Azure/AppConfiguration-DotnetProvider

Invalid Feature Flag Value (JSON) causes the application to crash

Closed this issue ยท 7 comments

For context, I am working on understanding Feature Flags in Azure App Config, and using the Azure SDK, I created feature flags using code as follows:

FeatureFlagConfigurationSetting featureFlagConfigurationSetting = new FeatureFlagConfigurationSetting(featureFlagName, isEnabled: false);

using (StreamReader value = File.OpenText($@"FeatureFlagDefinitions\{featureFlagName}.json"))
{
  featureFlagConfigurationSetting.Value = value.ReadToEnd();
}

ConfigurationSetting response = await ConfigurationClient.SetConfigurationSettingAsync(featureFlagConfigurationSetting);

While this code works for valid json files, I was testing what happens when the json file contains invalid value, e.g. consider Invalid.json as follows

"not valid json"

which is clearly not a valid json file.

This results in an invalid feature flag being created in the system, which, when consumer client code tries to fetch any of this, it will crash.

Here is the relevant client code snippet using AddAzureAppConfiguration

IConfigurationRoot configuration = new ConfigurationBuilder()
                    .AddAzureAppConfiguration(options =>
                    {
                        options.Connect(AzureConnection.GetAppConfigurationReadOnlyConnectionString()) 
                            .UseFeatureFlags(featureFlagOptions =>
                            {
                                featureFlagOptions.CacheExpirationInterval = TimeSpan.FromDays(1); 
                            });

                       _featureFlagConsumer._refresher = options.GetRefresher();
                    }, true).Build();

And here is the exception thrown (important to note that the optional flag is set to true so exceptions should be suppressed), See this thread: #136

JsonException: The JSON value could not be converted to Microsoft.Extensions.Configuration.AzureAppConfiguration.FeatureManagement.FeatureFlag. Path: $ | LineNumber: 0 | BytePositionInLine: 19.

It would be ideal if the flag is not created in the first place, and rejected at the SDK level, as the above makes it possible to crash an app at runtime as soon as you add a new invalid flag in place.
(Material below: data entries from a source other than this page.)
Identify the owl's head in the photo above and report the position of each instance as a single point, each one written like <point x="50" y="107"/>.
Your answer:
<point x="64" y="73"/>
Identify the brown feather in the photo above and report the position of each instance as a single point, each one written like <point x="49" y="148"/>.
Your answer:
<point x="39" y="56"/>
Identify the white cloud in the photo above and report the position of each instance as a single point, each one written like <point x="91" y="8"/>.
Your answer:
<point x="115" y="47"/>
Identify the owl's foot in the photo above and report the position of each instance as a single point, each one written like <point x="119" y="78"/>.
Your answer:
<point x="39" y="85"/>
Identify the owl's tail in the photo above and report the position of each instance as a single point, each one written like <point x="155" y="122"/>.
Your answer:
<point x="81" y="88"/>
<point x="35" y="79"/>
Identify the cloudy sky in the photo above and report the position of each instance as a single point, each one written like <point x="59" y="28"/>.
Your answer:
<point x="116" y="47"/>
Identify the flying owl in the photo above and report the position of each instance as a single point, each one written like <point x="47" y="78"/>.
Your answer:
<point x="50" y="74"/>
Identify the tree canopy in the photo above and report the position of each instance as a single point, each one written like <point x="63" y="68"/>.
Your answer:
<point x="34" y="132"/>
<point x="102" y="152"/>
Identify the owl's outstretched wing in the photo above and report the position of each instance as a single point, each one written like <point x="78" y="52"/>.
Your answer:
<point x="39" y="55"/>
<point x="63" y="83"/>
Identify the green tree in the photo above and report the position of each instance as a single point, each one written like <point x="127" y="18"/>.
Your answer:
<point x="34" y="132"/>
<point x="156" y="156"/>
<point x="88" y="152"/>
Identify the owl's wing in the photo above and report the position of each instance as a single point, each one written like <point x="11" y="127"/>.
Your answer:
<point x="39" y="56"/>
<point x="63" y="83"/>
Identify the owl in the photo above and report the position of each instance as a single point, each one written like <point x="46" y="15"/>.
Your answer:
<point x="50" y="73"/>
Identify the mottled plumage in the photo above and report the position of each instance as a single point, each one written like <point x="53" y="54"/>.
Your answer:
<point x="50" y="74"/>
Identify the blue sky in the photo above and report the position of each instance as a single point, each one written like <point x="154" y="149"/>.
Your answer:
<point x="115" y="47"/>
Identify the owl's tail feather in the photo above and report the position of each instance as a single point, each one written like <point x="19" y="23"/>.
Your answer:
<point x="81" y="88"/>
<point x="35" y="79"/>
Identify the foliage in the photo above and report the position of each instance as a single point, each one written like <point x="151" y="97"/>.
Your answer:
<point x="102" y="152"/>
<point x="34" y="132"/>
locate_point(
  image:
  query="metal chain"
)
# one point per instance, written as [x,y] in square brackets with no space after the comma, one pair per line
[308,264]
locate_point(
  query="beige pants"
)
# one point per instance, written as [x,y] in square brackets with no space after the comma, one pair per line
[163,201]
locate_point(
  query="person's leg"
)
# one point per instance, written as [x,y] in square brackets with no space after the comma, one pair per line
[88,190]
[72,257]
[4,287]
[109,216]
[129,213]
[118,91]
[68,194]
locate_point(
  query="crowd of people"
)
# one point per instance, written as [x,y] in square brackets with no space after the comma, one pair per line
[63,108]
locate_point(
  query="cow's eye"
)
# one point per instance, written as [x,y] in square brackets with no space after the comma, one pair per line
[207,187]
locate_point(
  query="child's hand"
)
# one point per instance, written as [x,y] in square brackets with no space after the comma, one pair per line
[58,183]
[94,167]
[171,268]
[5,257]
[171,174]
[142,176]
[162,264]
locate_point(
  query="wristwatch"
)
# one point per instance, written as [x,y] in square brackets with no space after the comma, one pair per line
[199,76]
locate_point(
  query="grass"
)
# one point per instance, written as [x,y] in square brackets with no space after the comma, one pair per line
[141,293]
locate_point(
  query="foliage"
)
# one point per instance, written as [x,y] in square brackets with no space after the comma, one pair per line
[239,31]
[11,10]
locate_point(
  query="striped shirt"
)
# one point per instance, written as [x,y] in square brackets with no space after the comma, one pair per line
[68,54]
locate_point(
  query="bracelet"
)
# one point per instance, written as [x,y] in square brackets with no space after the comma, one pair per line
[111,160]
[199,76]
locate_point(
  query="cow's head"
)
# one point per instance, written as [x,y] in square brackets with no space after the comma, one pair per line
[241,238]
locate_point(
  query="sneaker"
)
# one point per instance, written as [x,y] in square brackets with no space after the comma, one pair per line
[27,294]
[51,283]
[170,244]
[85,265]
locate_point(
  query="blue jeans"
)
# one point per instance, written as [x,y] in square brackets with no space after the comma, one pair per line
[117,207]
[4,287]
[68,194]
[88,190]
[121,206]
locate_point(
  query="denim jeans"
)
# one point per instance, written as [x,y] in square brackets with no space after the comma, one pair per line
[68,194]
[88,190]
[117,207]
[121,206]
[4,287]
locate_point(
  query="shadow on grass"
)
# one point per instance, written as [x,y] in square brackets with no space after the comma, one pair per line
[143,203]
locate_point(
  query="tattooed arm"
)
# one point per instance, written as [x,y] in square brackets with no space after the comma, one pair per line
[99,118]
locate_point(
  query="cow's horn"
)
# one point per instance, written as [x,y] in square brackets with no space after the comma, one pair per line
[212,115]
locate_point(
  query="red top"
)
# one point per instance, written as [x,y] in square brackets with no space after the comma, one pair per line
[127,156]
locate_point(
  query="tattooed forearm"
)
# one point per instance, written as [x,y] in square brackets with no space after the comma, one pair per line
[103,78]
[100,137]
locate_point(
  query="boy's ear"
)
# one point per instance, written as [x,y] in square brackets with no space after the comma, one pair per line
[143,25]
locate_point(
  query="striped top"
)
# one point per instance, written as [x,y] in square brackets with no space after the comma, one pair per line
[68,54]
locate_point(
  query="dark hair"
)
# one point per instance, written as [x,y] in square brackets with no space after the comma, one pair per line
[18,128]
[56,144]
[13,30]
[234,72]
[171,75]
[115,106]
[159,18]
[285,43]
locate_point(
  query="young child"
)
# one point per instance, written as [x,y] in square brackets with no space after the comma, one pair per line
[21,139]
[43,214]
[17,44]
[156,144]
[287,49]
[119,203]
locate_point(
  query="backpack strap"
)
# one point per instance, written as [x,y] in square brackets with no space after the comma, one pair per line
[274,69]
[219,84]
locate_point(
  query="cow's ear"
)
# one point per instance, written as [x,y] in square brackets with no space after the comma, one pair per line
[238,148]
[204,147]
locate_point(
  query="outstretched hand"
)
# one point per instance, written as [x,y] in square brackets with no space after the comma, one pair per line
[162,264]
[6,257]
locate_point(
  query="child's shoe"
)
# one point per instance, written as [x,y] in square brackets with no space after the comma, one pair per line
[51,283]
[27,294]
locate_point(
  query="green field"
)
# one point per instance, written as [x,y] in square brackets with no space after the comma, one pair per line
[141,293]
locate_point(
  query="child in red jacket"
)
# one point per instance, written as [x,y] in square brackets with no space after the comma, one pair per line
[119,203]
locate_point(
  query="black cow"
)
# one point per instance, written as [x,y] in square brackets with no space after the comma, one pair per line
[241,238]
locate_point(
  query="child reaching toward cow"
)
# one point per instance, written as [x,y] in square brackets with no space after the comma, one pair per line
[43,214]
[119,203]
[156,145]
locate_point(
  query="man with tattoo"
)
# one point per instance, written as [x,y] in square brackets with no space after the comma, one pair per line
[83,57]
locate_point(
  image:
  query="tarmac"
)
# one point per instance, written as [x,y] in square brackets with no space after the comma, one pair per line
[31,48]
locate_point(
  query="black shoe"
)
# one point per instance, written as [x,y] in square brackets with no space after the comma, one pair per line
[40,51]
Additional Information/Questions looking for clarification on:
1. I tried to use FeatureFlagOptions.Select as follows, to only fetch specific flags (so that but it doesn't seem to work?

options.Connect(AzureConnection.GetAppConfigurationReadOnlyConnectionString()) // consumer only needs read access
                            .UseFeatureFlags(featureFlagOptions =>
                            {
                                featureFlagOptions.CacheExpirationInterval = TimeSpan.FromDays(1); 
                                featureFlagOptions.Select("Beta", LabelFilter.Null);
                            });

The code above should only fetch one flag (if at all): "Beta" and without labels (there is no wildcard in Beta, so I'm assuming that means it matches exactly), but when calling IFeatureManager.GetFeatureNamesAsync() it lists all the feature flags in the system ("Beta", "Gamma", etc..), effectively ignoring the Select() clause. I tried "Beta*" and adding a label filter (also adding that label to the FF itself in Azure Portal) but to the same effect of IFeatureManager.GetFeatureNamesAsync() listing all the feature flags in the system.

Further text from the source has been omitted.